Security implications

There are two security implications to consider:

  1. Access to compute_ctl API. It has to be accessible from the outside of compute, so all new API methods have to be exposed on the external HTTP port and must be authenticated with JWT.

  2. Read/write only your own LFC state data in S3. Although it's not really a security concern, since LFC state is just a mapping of blocks present in LFC at certain moment in time; it still has to be highly restricted, so that i) only computes on the same timeline can read S3 state; ii) each compute can only write to the path that contains it's endpoint_id. Both of this must be validated by Endpoint storage service using the JWT token provided by compute_ctl.

Unresolved questions

Billing, metrics and monitoring

Currently, we only label computes with endpoint_id after attaching them to the endpoint. In this proposal, this means that temporary replica will remain unlabelled until it's promoted to primary. We can also hide it from users in the control plane API, but what to do with billing and monitoring is still unclear.

We can probably mark it as 'billable' and tag with project_id, so it will be billed, but not interfere in any way with the current primary monitoring.

Another thing to consider is how logs and metrics export will switch to the new compute. It's expected that OpenTelemetry collector will auto-discover the new compute and start scraping metrics from it.

Auto-prewarm

It's still an open question whether we need auto-prewarm at all. The author's gut-feeling is that yes, we need it, but might be not for all workloads, so it could end up exposed as a user-controllable knob on the endpoint. There are two arguments for that:

  1. Auto-prewarm existing in upstream's pg_prewarm, probably for a reason.

  2. There are still could be 2 flows when we cannot perform the rolling restart via the warm replica: i) any failure or interruption during promotion; ii) wake up after scale-to-zero. The latter might be challenged as well, i.e. one can argue that auto-prewarm may and will compete with user-workload for storage resources. This is correct, but it might as well reduce the time to get warm LFC and good performance.

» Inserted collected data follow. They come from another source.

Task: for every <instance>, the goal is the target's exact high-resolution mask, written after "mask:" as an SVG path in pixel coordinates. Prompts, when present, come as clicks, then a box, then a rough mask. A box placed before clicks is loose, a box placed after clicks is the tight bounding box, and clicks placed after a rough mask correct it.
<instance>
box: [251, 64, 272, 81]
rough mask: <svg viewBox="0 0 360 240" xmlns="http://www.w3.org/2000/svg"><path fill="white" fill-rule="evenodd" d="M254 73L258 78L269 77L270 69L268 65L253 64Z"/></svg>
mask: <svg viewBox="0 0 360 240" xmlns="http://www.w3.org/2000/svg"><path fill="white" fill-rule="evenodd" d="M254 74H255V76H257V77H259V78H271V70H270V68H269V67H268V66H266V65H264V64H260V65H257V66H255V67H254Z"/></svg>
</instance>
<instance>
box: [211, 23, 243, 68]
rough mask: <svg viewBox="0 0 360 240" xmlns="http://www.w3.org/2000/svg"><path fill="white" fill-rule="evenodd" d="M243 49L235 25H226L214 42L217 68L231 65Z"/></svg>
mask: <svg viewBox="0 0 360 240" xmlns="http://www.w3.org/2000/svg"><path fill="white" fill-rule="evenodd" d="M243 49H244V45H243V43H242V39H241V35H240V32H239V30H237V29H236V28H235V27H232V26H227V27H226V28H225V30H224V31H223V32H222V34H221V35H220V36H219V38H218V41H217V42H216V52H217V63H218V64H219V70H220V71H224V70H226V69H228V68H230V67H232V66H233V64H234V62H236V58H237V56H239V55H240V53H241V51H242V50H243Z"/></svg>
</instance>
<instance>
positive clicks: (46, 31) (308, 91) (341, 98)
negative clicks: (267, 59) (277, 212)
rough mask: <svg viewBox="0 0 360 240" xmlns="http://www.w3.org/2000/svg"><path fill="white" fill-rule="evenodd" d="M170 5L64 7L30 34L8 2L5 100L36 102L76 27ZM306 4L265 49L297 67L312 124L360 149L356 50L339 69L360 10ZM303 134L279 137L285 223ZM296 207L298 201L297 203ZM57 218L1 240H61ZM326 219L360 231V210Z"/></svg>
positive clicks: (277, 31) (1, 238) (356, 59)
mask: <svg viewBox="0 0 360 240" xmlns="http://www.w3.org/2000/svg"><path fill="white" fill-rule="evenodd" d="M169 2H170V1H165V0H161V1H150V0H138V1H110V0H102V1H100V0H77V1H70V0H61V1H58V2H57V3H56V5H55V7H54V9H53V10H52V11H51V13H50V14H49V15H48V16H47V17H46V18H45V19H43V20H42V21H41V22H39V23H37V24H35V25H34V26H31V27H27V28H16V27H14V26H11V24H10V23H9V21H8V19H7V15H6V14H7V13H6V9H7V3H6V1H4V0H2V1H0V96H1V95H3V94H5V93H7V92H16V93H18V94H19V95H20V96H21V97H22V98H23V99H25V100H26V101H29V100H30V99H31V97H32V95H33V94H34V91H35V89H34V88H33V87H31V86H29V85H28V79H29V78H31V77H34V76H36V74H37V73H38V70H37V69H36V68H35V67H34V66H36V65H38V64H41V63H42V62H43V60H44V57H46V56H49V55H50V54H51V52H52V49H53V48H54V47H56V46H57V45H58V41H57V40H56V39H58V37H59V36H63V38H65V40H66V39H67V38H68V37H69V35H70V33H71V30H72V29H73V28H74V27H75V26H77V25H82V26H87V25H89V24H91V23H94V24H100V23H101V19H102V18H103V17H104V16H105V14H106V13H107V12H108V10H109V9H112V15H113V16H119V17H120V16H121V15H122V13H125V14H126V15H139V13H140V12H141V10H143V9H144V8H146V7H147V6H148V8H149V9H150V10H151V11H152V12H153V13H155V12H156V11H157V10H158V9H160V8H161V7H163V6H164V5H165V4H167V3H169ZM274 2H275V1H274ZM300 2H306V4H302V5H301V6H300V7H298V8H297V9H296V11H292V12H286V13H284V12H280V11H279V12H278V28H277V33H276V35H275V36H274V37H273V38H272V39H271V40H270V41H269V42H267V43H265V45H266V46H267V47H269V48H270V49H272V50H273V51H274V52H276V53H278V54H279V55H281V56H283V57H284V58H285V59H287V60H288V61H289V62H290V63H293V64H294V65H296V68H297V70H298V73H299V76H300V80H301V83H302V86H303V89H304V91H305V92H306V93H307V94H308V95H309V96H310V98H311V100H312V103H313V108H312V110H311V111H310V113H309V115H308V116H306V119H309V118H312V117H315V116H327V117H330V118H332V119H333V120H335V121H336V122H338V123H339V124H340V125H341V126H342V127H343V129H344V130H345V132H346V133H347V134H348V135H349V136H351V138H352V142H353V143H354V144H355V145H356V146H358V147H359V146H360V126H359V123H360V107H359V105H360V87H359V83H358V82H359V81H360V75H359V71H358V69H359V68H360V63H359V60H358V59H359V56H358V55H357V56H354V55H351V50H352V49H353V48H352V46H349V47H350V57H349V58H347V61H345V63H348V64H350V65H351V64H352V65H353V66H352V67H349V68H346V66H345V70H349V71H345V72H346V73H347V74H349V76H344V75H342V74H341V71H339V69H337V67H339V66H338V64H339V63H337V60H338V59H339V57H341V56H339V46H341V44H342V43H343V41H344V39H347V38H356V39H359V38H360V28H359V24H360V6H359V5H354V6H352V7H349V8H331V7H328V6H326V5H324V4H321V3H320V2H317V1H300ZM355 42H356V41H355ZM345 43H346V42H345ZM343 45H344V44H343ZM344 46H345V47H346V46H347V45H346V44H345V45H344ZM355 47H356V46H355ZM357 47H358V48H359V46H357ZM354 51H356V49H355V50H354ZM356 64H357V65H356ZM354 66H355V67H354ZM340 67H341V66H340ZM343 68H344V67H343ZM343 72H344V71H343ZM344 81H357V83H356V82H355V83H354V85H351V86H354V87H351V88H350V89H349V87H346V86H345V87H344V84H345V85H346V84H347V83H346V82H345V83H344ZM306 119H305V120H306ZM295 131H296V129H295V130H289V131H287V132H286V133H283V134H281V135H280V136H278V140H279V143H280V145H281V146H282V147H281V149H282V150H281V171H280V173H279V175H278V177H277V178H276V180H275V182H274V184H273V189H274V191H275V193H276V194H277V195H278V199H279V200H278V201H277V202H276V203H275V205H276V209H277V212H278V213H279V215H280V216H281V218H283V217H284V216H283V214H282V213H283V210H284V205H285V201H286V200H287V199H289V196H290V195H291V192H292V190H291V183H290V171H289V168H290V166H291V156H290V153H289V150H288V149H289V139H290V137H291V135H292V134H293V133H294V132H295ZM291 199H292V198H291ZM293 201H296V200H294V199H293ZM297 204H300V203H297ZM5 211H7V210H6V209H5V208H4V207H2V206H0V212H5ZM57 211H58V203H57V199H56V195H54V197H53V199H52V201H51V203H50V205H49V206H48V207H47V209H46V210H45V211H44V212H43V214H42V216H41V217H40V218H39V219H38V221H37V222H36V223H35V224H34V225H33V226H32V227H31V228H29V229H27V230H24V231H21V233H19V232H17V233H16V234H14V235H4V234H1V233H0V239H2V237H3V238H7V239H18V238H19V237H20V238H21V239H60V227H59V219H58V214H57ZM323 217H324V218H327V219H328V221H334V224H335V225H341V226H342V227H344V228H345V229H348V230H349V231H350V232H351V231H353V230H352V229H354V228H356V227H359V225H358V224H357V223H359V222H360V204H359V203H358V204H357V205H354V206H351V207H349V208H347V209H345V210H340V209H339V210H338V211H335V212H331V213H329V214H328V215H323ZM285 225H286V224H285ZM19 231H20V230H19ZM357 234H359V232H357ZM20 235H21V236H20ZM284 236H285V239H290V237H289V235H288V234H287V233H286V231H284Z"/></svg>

Low-level details of the replica promotion

There are many things to consider here, but three items just off the top of my head:

  1. How to properly start the walproposer inside Postgres.

  2. What to do with logical replication. Currently, we do not include logical replication slots inside basebackup, because nobody advances them at replica, so they just prevent the WAL deletion. Yet, we do need to have them at primary after promotion. Starting with Postgres 17, there is a new feature called logical replication failover and synchronized_standby_slots setting, but we need a plan for the older versions. Should we request a new basebackup during promotion?

  3. How do we guarantee that replica will receive all the latest WAL from safekeepers? Do some 'shallow' version of sync safekeepers without data copying? Or just a standard version of sync safekeepers?

Alternative implementation

The proposal already assumes one of the alternatives -- do not have any persistent storage for LFC state. This is possible to implement faster with the proposed API, but it means that we do not implement auto-prewarm yet.

Definition of Done

At the end of implementing this RFC we should have two high-level settings that enable:

  1. Auto-prewarm of user computes upon restart.
  2. Perform primary compute restart via the warm replica promotion.

It also has to be decided what's the criteria for enabling one or both of these flows for certain clients.